Trumpet Creeper (Campsis radicans)
© Gnarly Nursery

Big, bold, and impossible to ignore, trumpet creeper is the vine you plant when you want maximum drama and maximum wildlife. Its huge orange trumpet flowers bloom right through the brutal heat of July and August, feeding hummingbirds when many other plants have given up.

Growth is vigorous, so this one belongs on a strong fence where it has room to sprawl. A yearly pruning keeps it from taking over, and in return it delivers thick coverage that shelters nesting birds.

Painted buntings favor the dense tangle for cover, and the vine draws so many insects that it becomes a reliable feeding ground. It thrives in poor sandy soil and full Florida sun, which is where it looks its best. Just give it space and a firm hand with the pruners, and trumpet creeper will turn a boring fence into a summer-long wildlife stage.
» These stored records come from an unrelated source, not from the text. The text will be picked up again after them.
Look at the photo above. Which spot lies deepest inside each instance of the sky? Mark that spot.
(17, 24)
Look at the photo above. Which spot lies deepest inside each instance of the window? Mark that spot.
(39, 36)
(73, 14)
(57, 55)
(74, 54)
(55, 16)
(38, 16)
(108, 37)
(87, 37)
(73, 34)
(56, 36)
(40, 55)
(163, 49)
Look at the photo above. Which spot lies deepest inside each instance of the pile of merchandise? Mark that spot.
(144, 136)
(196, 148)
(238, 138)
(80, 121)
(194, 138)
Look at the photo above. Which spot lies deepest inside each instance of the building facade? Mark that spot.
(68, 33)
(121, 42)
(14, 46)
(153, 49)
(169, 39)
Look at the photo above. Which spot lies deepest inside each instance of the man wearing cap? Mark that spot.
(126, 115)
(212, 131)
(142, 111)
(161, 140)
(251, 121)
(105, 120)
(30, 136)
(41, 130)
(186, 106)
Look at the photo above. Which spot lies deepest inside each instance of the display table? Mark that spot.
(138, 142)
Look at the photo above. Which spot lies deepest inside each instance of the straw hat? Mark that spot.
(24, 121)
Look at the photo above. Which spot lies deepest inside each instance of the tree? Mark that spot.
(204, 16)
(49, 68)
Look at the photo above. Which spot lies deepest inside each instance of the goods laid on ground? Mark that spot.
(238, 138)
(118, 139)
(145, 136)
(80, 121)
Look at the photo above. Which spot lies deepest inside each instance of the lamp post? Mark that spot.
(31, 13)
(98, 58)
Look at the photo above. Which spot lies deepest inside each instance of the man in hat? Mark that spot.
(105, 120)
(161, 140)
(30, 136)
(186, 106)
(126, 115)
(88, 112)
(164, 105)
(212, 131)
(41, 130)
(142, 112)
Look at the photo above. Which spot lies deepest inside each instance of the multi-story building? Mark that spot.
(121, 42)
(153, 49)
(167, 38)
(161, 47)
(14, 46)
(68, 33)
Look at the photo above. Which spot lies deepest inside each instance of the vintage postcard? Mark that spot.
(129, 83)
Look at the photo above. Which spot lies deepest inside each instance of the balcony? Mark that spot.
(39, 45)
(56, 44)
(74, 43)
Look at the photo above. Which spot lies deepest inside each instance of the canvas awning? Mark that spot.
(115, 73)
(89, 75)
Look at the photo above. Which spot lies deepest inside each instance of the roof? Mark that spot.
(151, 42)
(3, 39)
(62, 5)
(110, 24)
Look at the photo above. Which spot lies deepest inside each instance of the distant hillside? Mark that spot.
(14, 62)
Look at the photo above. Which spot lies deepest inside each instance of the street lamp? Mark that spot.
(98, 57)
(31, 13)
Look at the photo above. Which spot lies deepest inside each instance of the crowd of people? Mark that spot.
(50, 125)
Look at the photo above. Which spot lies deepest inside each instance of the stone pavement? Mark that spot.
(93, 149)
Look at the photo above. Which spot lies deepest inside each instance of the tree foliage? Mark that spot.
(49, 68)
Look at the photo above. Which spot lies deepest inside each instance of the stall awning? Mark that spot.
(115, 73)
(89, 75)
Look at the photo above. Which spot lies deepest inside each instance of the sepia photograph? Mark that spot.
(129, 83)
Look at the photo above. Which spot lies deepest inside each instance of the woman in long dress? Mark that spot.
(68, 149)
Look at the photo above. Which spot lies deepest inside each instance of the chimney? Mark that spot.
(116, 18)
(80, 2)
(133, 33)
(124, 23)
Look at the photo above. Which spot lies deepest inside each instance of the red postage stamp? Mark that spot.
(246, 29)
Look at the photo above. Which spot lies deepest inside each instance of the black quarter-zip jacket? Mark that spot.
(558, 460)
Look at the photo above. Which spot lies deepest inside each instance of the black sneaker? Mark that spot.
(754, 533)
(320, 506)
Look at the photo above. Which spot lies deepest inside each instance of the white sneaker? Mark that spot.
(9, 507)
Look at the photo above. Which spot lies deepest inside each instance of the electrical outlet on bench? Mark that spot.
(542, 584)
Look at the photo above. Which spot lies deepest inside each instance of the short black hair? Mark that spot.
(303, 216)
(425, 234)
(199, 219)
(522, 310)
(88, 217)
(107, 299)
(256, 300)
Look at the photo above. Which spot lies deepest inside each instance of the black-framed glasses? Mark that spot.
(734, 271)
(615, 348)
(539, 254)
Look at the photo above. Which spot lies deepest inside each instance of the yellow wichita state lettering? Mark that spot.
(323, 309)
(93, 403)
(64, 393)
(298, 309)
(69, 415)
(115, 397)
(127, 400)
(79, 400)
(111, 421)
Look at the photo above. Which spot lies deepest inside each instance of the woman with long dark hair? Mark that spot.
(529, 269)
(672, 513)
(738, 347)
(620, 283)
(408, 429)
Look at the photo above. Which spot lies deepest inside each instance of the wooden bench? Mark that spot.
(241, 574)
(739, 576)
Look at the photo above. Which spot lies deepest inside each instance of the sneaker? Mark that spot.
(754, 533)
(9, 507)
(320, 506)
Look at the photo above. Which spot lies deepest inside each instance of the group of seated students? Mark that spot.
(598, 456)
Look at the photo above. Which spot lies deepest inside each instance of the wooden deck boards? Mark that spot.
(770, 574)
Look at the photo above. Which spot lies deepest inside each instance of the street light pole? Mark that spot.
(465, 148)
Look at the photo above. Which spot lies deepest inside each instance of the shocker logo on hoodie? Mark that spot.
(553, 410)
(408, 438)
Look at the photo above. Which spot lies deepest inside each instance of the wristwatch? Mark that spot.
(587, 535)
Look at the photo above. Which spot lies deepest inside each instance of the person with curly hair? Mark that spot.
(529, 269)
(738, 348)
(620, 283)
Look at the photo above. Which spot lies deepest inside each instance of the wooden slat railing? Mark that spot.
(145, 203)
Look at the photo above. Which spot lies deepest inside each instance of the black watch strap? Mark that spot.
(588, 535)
7. Maypop Passionflower (Passiflora incarnata)

Maypop Passionflower (Passiflora incarnata)
© Tree Farm & Nursery

Maypop saves the showstopper for its flowers, which look like something dreamed up by an artist. The intricate purple-and-white blooms are among the most striking of any Florida native, and they open all summer long on a vine that also feeds a parade of caterpillars.

Beyond the beauty, maypop earns its keep with the egg-shaped fruit that follows the flowers, giving birds and other critters something to eat. The insects it hosts are a magnet for painted buntings hunting for protein.

It dies back in cold snaps and springs up again from the roots, so do not panic if it looks bare in a chilly winter. Plant it in sun on a fence with a little support, keep an eye on its spreading habit, and this dazzling native will hand you flowers, fruit, butterflies, and buntings all from a single hardy vine.